Même sur la place des Martyrs de Beyrouth, où sont rassemblés des milliers de personnes pour réclamer un système juste et égalitaire, on peut voir des manifestant·e·s en famille, accompagné·e·s de leur employée de maison. Celle‑ci est là uniquement pour faire son travail : une fonction qui, seule, la définit au sein d’une société libanaise raciste et sexiste, pour qui femme et étrangère sont synonymes de double‑invisibilisation.

Pour Rashda, une des rares travailleuses domestiques migrantes rencontrées en manifestation, tout changement en profondeur au Liban ne peut qu’améliorer de manière significative ses conditions de vie et celles de ses collègues. « Pour une fois, j’ai de l’espoir, car je vois bien que le discours des gens commence à changer », confie-t-elle.

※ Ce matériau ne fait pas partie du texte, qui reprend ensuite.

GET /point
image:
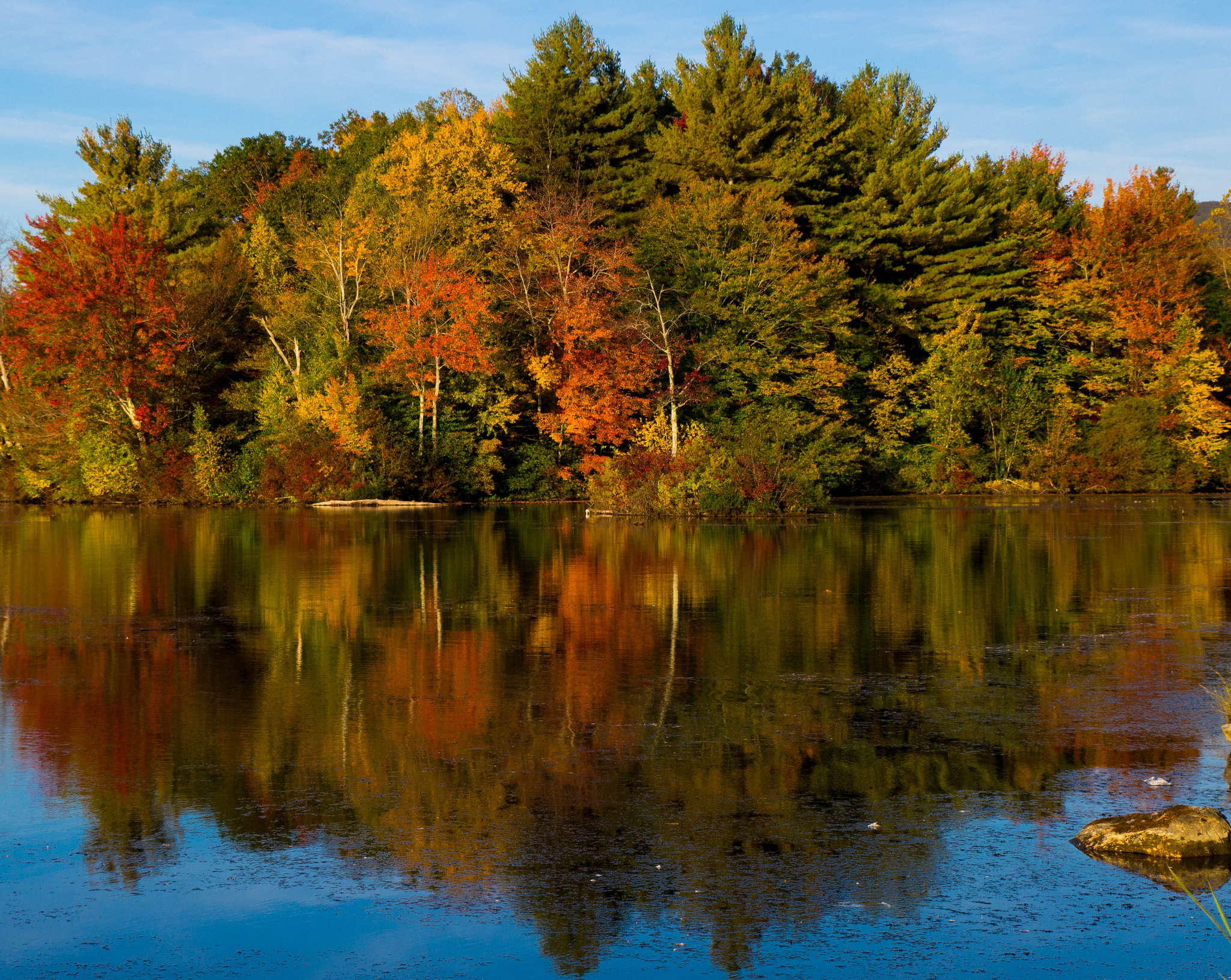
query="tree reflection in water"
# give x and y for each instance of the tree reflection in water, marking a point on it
(593, 719)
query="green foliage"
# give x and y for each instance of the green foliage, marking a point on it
(109, 466)
(784, 271)
(133, 175)
(573, 117)
(761, 464)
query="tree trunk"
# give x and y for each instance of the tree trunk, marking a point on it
(420, 420)
(436, 400)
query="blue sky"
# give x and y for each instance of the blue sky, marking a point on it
(1111, 84)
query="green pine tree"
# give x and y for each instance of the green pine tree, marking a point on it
(575, 120)
(133, 175)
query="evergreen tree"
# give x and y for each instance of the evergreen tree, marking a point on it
(574, 117)
(135, 178)
(742, 121)
(920, 233)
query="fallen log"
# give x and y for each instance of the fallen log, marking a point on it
(377, 504)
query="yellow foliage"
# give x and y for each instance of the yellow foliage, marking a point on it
(109, 468)
(339, 408)
(655, 434)
(1186, 380)
(209, 466)
(457, 174)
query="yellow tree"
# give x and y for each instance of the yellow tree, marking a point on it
(452, 185)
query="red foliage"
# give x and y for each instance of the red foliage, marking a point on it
(95, 315)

La jeune Malgache de 23 ans, en poste depuis quatre ans chez une famille de la municipalité de Batroun, est optimiste : « J’ai entendu ma patronne parler de féminisme pour la première fois la semaine dernière. Peut-être que la semaine prochaine, elle parlera de racisme aussi, non ? »

Une perspective qui prend forme au fil des semaines et des manifestations, où les femmes sont toujours en première ligne, en dépit des récentes altercations avec les fidèles du Hezbollah et du mouvement Amal.

[1] Notamment lors de la Guerre civile libanaise, de 1975 à 1990, et de la Guerre des 33 jours avec Israël, en 2006.

[2] Estimation de la Banque Mondiale, puisque le dernier recensement officiel remonte à 1932.